Polish artist Robert Kusmirowski has created a little shop of horrors out of the history of the former vet school. You enter an ominous dark-splashed room full of rusting mechanical equipment, soiled scientific diagrams, lab cabinets and flasks. A rusting hulk of a boiler seems to be linked to events next door, where laid on the table are what appears to be rotting limb; the suggestion is either of vivisection or some Frankenstein attempt to animate dead flesh.

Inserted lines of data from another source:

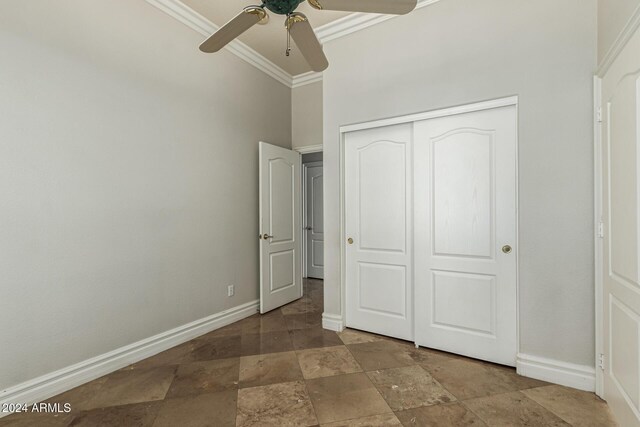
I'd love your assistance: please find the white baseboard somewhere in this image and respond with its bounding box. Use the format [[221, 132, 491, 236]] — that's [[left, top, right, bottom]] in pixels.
[[516, 353, 596, 391], [322, 313, 344, 332], [0, 301, 260, 418]]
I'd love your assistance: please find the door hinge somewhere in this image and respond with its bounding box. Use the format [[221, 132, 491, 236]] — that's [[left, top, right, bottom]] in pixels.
[[598, 353, 606, 371]]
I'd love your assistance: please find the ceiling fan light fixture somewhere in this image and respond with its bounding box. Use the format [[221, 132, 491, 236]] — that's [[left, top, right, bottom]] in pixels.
[[263, 0, 303, 15], [307, 0, 324, 10]]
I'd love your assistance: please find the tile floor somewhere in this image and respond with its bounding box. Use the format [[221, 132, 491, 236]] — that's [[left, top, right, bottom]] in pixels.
[[0, 280, 615, 427]]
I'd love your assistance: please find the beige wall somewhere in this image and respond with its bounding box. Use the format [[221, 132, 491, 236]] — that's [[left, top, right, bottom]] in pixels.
[[291, 82, 322, 148], [0, 0, 291, 390], [598, 0, 640, 62], [324, 0, 597, 366]]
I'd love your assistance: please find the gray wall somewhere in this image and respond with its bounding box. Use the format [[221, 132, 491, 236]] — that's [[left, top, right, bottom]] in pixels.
[[598, 0, 640, 62], [324, 0, 597, 366], [0, 0, 291, 390], [291, 82, 322, 148]]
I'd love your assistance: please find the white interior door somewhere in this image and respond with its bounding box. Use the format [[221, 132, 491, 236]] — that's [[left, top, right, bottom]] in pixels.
[[304, 162, 324, 279], [602, 25, 640, 426], [344, 124, 413, 340], [414, 106, 517, 366], [259, 142, 302, 313]]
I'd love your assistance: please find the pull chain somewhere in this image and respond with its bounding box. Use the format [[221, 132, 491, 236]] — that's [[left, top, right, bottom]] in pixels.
[[285, 15, 291, 56]]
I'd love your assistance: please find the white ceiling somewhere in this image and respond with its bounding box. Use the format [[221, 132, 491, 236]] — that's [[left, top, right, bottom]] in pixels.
[[182, 0, 349, 76]]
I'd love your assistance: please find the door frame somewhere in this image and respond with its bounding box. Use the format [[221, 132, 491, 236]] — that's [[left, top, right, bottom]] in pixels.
[[338, 95, 520, 348], [302, 162, 324, 279], [593, 75, 605, 398], [293, 145, 324, 279]]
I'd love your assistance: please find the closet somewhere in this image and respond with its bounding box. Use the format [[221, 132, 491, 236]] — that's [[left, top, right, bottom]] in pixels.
[[343, 98, 517, 366]]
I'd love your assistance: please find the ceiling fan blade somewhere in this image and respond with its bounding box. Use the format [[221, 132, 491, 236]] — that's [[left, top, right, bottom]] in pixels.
[[200, 6, 267, 53], [286, 12, 329, 72], [308, 0, 418, 15]]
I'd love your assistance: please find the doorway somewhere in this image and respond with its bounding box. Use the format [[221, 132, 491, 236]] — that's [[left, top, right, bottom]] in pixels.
[[302, 152, 324, 280]]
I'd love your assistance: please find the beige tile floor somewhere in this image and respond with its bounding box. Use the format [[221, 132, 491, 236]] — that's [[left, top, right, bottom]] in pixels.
[[0, 280, 615, 427]]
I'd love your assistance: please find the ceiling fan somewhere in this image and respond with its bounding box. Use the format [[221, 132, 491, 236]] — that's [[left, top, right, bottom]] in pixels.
[[200, 0, 418, 71]]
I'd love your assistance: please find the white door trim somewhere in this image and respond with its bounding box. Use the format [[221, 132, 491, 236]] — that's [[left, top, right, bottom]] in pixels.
[[338, 96, 520, 353], [340, 96, 518, 136], [302, 162, 324, 279], [293, 144, 324, 154], [593, 76, 605, 398]]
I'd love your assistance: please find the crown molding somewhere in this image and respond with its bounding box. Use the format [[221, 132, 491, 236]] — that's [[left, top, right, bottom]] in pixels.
[[596, 2, 640, 77], [145, 0, 440, 89], [145, 0, 293, 87], [291, 71, 322, 89]]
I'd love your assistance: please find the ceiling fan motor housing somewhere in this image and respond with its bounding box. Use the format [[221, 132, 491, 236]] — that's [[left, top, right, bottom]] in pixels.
[[263, 0, 304, 15]]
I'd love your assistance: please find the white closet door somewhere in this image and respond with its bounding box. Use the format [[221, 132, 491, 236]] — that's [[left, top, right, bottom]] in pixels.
[[602, 24, 640, 426], [414, 107, 517, 366], [344, 124, 413, 340]]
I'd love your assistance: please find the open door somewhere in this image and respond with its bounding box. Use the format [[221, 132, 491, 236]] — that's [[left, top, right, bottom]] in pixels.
[[303, 162, 324, 279], [259, 142, 302, 313]]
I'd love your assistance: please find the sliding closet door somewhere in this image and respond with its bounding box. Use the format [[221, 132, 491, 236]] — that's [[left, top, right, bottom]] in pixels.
[[414, 106, 517, 366], [344, 124, 413, 340]]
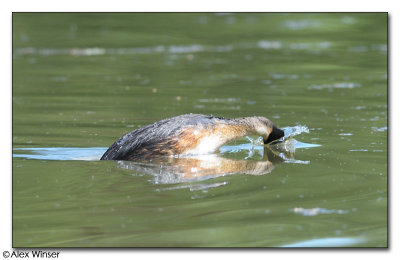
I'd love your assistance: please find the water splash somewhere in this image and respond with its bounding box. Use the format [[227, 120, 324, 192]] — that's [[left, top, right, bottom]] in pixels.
[[282, 125, 310, 139], [12, 147, 108, 161], [290, 208, 349, 216]]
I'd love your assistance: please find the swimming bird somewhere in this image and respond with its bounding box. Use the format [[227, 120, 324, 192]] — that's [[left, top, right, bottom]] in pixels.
[[100, 114, 284, 161]]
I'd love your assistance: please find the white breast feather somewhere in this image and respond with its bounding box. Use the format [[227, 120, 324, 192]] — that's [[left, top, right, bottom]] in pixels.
[[184, 135, 224, 155]]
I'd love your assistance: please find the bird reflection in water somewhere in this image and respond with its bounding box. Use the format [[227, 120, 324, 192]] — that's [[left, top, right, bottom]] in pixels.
[[118, 144, 300, 184]]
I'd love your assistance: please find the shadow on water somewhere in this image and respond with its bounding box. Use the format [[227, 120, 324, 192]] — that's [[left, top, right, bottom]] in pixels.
[[13, 126, 319, 189]]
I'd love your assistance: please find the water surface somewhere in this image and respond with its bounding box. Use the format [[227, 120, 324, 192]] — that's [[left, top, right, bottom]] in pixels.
[[13, 13, 388, 247]]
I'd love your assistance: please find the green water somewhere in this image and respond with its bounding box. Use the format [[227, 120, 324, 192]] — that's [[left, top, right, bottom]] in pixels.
[[12, 13, 388, 247]]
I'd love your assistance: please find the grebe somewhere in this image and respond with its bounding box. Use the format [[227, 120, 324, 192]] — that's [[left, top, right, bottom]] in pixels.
[[100, 114, 284, 161]]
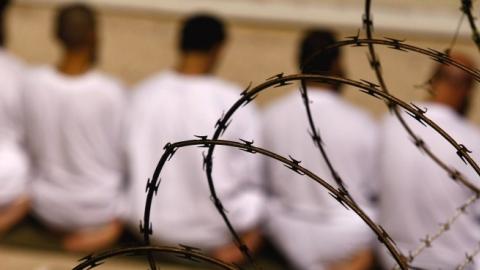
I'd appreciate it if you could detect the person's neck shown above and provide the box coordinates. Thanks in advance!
[176,53,211,75]
[57,50,92,76]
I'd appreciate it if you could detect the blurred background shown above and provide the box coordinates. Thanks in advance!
[0,0,480,270]
[8,0,480,123]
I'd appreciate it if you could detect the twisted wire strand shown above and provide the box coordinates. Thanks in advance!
[363,0,480,269]
[141,74,479,270]
[455,243,480,270]
[460,0,480,50]
[394,194,480,269]
[142,137,407,269]
[198,35,480,266]
[73,245,240,270]
[76,71,479,269]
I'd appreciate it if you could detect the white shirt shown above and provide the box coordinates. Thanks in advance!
[264,88,376,270]
[380,103,480,269]
[0,49,28,207]
[25,67,125,230]
[127,71,264,249]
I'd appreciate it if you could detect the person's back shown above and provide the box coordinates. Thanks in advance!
[0,1,28,235]
[127,15,263,262]
[24,5,125,251]
[379,52,480,269]
[264,31,376,269]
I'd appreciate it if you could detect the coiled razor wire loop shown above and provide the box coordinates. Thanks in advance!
[460,0,480,50]
[73,245,240,270]
[200,35,480,270]
[363,0,480,269]
[73,4,480,269]
[137,71,479,269]
[404,194,479,269]
[135,137,407,269]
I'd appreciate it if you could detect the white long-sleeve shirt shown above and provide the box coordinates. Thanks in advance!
[24,67,125,230]
[264,88,377,270]
[380,103,480,269]
[127,71,264,250]
[0,50,28,207]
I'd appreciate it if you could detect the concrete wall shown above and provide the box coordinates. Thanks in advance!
[8,3,480,123]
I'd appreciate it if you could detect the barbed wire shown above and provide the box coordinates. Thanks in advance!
[141,74,478,270]
[73,245,241,270]
[68,0,480,270]
[455,243,480,270]
[135,136,406,269]
[460,0,480,50]
[73,136,407,270]
[394,194,480,269]
[363,0,480,269]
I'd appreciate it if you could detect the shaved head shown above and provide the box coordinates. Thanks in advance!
[56,4,97,50]
[432,52,476,115]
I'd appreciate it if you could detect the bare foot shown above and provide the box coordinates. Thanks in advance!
[63,220,123,252]
[328,250,373,270]
[0,196,30,235]
[212,229,262,264]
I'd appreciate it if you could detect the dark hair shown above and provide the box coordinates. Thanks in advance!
[298,29,340,75]
[56,4,97,49]
[179,14,227,52]
[0,0,12,47]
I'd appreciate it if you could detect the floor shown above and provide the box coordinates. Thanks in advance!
[0,245,195,270]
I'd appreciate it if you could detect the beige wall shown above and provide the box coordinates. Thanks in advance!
[9,4,480,123]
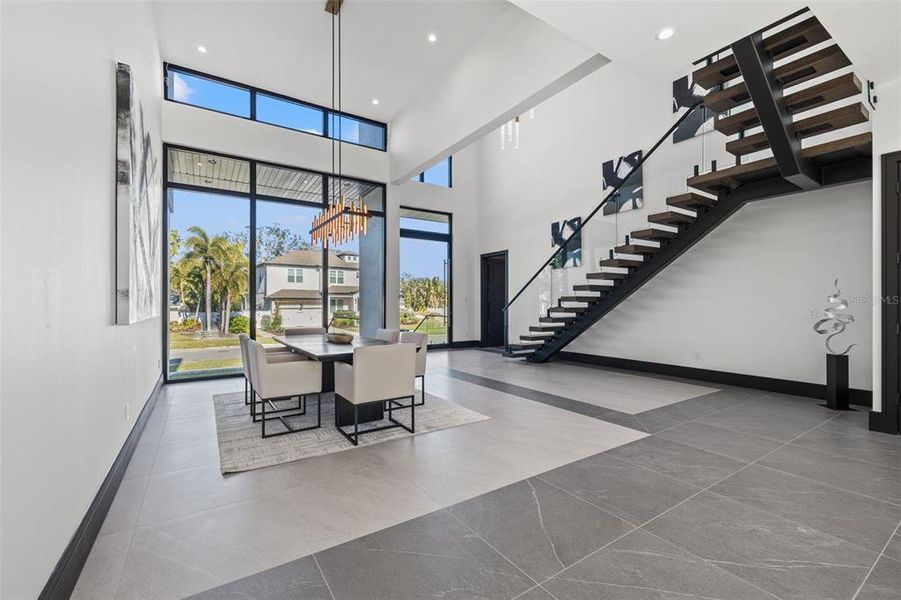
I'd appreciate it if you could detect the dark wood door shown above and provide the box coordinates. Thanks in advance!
[482,251,507,347]
[870,152,901,433]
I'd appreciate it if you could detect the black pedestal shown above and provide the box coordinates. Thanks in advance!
[826,354,850,410]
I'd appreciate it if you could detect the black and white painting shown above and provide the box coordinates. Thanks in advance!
[601,150,644,215]
[116,63,162,325]
[551,217,582,269]
[673,75,714,144]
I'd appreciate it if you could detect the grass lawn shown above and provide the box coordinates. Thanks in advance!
[178,358,241,371]
[169,332,276,350]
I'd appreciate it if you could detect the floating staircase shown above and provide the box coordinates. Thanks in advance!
[506,9,872,362]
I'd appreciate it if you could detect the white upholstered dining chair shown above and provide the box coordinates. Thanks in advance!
[398,331,429,406]
[375,329,400,344]
[247,339,322,438]
[335,344,416,446]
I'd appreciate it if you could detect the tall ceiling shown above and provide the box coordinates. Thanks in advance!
[510,0,901,80]
[153,0,511,121]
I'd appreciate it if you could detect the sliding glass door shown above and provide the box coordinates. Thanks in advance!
[165,147,385,381]
[398,207,452,345]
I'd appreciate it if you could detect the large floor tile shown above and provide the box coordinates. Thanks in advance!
[543,529,772,600]
[191,556,332,600]
[698,397,835,442]
[854,556,901,600]
[450,478,632,580]
[657,422,782,462]
[645,492,878,600]
[100,477,150,534]
[540,453,701,525]
[710,465,901,552]
[138,464,284,525]
[71,530,133,600]
[316,511,535,600]
[760,444,901,504]
[792,428,901,469]
[883,533,901,562]
[608,436,746,487]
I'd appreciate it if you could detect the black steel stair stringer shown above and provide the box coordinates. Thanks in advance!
[526,177,802,362]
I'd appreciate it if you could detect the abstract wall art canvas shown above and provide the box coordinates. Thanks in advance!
[551,217,582,269]
[115,63,162,325]
[673,75,714,144]
[601,150,644,215]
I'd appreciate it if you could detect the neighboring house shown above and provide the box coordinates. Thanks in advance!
[256,249,360,327]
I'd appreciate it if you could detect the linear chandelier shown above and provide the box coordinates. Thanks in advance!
[310,0,372,248]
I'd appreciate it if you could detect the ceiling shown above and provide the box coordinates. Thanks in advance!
[153,0,510,122]
[511,0,899,81]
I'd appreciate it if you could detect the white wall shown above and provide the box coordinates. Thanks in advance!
[478,63,872,389]
[0,2,162,599]
[386,146,481,342]
[163,102,388,182]
[388,5,608,183]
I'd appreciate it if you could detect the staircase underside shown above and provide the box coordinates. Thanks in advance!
[508,11,872,362]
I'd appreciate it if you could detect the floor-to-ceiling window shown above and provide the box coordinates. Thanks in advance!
[166,147,385,380]
[398,207,452,345]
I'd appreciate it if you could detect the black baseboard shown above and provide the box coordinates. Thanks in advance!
[557,351,873,406]
[38,374,163,600]
[870,410,898,434]
[450,340,482,350]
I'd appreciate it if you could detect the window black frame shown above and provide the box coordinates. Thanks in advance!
[416,154,454,188]
[160,143,393,384]
[397,206,454,349]
[163,62,388,152]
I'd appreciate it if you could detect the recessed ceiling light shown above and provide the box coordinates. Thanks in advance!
[654,27,676,42]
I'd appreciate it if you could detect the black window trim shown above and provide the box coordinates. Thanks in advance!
[160,142,388,384]
[163,62,388,152]
[415,154,454,188]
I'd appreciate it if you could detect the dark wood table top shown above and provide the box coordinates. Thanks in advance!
[272,334,389,361]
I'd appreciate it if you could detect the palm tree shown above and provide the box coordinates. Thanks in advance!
[211,242,250,335]
[184,225,224,332]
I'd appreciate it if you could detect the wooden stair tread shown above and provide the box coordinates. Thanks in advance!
[613,244,660,254]
[648,210,695,225]
[573,283,610,298]
[599,258,641,269]
[629,227,679,242]
[704,44,851,113]
[714,73,863,135]
[726,102,870,156]
[585,271,629,281]
[666,192,716,210]
[547,306,587,316]
[538,317,575,323]
[560,296,600,304]
[692,17,832,90]
[687,132,873,193]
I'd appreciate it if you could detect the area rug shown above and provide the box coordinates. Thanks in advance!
[213,391,489,474]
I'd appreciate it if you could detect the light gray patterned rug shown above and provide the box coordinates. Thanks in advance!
[213,392,489,474]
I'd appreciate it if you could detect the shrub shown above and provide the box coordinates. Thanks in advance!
[260,313,284,333]
[169,318,201,332]
[228,315,250,333]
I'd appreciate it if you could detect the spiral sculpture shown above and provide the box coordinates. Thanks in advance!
[813,279,857,354]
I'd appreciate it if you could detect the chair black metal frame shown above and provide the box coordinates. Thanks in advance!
[251,393,322,438]
[335,393,417,446]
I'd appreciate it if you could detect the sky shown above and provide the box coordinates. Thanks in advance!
[169,190,447,277]
[169,71,450,284]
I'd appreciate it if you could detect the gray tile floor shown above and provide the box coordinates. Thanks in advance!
[76,352,901,600]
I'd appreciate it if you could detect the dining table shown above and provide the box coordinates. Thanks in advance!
[271,333,392,427]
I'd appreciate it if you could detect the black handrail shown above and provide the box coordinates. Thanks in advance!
[413,313,447,333]
[502,100,704,312]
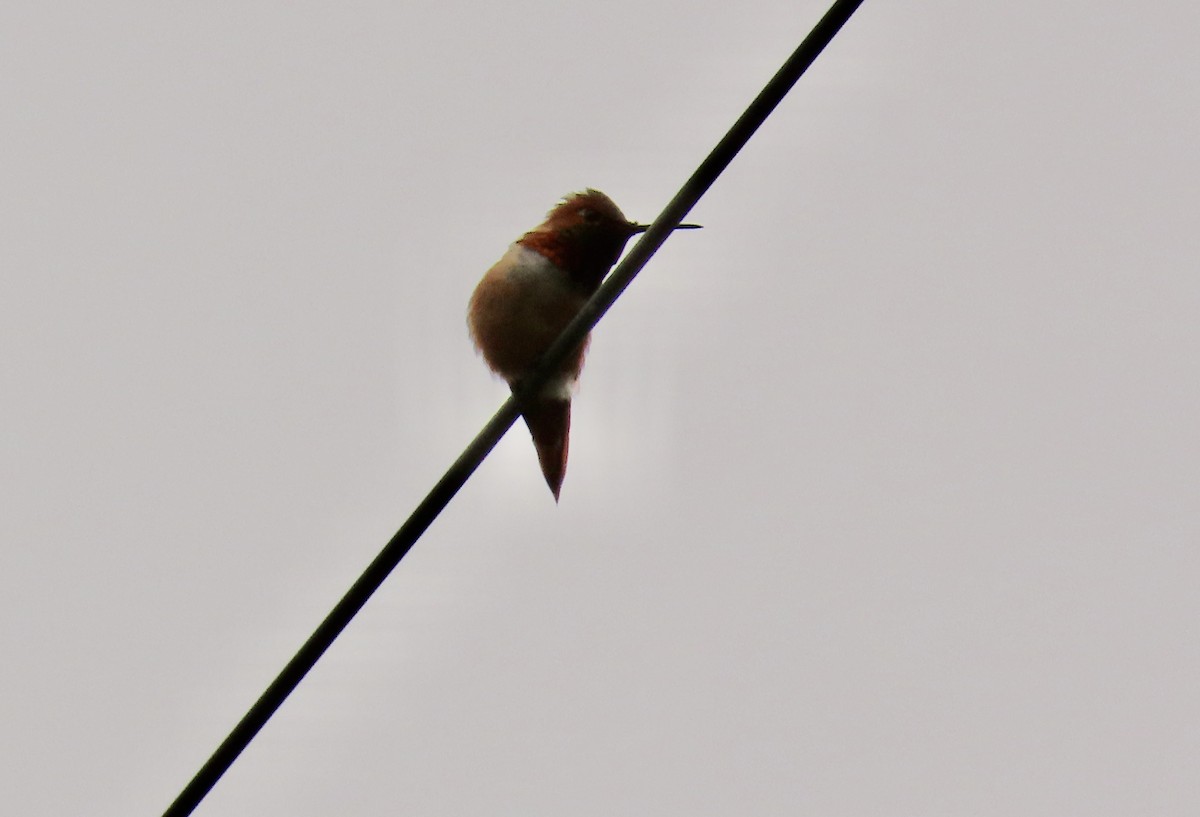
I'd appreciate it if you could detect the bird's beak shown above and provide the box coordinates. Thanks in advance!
[629,222,701,235]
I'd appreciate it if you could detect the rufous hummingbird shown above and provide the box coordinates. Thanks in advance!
[467,190,698,501]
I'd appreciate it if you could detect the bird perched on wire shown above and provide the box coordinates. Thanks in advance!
[467,190,698,501]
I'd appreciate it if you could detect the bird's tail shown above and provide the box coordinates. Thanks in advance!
[524,398,571,503]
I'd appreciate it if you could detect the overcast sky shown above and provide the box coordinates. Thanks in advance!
[0,0,1200,817]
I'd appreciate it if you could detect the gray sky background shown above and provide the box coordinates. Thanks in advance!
[0,0,1200,817]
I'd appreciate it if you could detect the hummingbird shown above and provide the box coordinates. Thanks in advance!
[467,188,700,501]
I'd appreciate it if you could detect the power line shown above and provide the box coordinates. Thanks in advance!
[163,0,863,817]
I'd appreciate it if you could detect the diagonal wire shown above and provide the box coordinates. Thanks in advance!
[163,0,863,817]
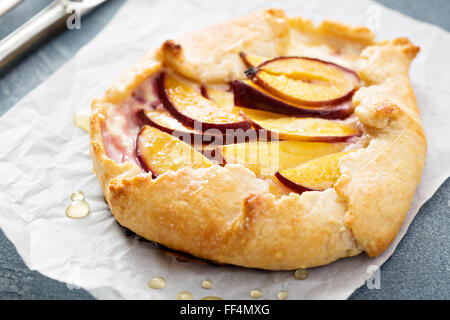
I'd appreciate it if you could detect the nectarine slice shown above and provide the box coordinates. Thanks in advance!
[216,141,346,176]
[137,110,225,144]
[240,108,358,142]
[232,80,353,119]
[275,152,348,193]
[205,86,234,113]
[156,72,250,132]
[136,126,213,176]
[246,57,360,106]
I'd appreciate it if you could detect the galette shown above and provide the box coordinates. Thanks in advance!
[90,9,427,270]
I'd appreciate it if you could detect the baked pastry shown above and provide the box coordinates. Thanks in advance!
[90,9,426,270]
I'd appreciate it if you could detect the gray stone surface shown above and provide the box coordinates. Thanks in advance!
[0,0,450,299]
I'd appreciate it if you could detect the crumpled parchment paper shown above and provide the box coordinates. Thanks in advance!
[0,0,450,299]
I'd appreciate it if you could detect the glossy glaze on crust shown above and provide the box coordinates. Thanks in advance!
[90,10,426,270]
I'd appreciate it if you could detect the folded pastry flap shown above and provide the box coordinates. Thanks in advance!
[89,99,140,192]
[107,165,268,261]
[334,41,427,256]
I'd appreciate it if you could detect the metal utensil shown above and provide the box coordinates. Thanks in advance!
[0,0,106,75]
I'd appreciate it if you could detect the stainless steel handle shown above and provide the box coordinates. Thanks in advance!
[0,0,105,75]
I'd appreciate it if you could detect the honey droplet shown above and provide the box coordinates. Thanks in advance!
[250,289,262,299]
[202,280,212,289]
[294,269,309,280]
[200,296,223,300]
[277,290,287,300]
[66,200,91,219]
[73,111,89,132]
[147,277,166,289]
[177,291,194,300]
[70,191,84,201]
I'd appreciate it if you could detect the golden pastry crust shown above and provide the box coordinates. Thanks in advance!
[90,9,426,270]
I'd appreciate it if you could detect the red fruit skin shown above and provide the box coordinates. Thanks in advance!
[233,80,353,119]
[135,127,157,179]
[155,71,251,133]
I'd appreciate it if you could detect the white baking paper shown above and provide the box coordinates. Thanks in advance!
[0,0,450,299]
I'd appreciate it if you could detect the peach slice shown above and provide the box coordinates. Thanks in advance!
[240,108,359,142]
[275,152,349,193]
[156,72,250,132]
[136,126,213,177]
[216,141,346,176]
[232,80,353,119]
[246,57,360,106]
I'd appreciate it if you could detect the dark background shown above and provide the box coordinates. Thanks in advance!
[0,0,450,299]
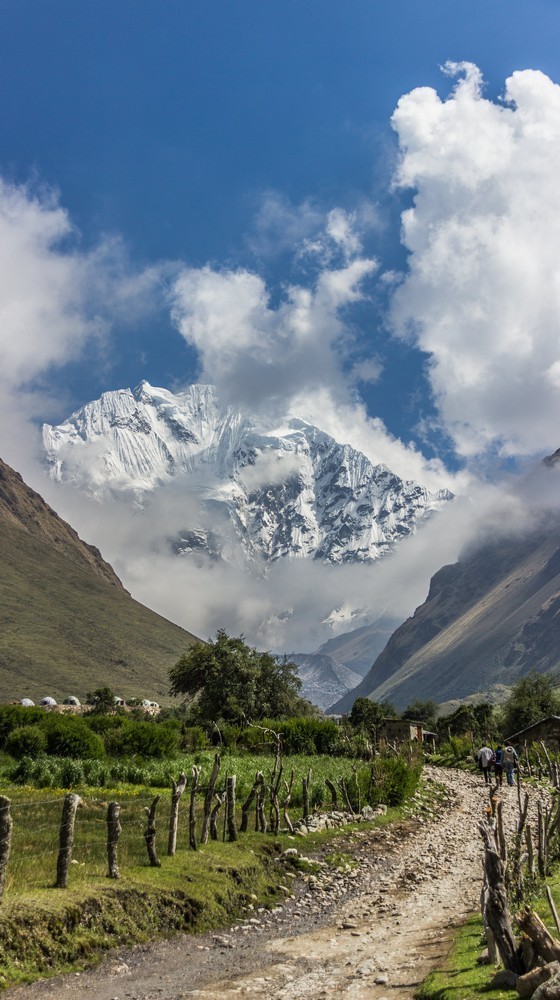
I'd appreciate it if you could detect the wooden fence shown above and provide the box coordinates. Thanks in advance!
[0,750,372,900]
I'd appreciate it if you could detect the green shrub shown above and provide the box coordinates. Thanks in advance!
[105,721,180,757]
[0,705,46,749]
[57,760,85,788]
[45,715,105,760]
[5,725,47,760]
[179,726,208,753]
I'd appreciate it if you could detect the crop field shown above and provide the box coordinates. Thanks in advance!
[0,751,412,899]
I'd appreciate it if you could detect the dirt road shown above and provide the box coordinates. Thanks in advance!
[4,768,517,1000]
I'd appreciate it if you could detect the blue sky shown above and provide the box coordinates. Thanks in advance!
[0,0,560,484]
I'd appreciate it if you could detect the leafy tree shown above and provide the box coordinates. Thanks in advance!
[502,670,560,737]
[403,701,438,730]
[169,629,309,721]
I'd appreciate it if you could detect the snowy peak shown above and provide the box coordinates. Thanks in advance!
[43,382,451,563]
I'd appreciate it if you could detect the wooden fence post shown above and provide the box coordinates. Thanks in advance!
[210,792,226,840]
[226,774,237,841]
[189,764,200,851]
[107,802,122,878]
[479,823,525,975]
[301,769,311,819]
[325,778,338,809]
[255,771,268,833]
[0,795,12,900]
[200,753,221,844]
[144,795,161,868]
[167,771,187,858]
[282,771,294,833]
[338,778,354,816]
[239,771,263,833]
[56,792,81,889]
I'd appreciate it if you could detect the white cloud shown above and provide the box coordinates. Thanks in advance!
[173,258,377,414]
[0,178,167,471]
[392,64,560,456]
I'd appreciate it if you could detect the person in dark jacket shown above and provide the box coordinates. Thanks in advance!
[494,746,504,785]
[476,746,494,784]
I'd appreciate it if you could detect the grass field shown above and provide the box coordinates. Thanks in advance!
[0,772,401,988]
[0,750,380,807]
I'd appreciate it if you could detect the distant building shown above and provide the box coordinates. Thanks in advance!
[379,719,424,743]
[506,715,560,753]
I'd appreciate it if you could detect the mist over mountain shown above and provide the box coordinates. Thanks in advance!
[35,382,457,653]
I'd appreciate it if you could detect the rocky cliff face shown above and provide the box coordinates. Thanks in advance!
[43,382,451,565]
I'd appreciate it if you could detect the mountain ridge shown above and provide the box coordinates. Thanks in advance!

It is all rather trying and bit too obvious, in a setting where almost every inch of the Summerhall venue speaks quietly but eloquently about its past. But it is also funny and it has a kind of child-like provisional feel as though, like Dr Frankenstein, Kusmirowski has set himself the test of building something new only out of objects within immediate reach. That suppurating flesh? I think it might be loft insulation. The horrible brown stuff painted on the walls? Most visitors reckon it’s not blood but coffee.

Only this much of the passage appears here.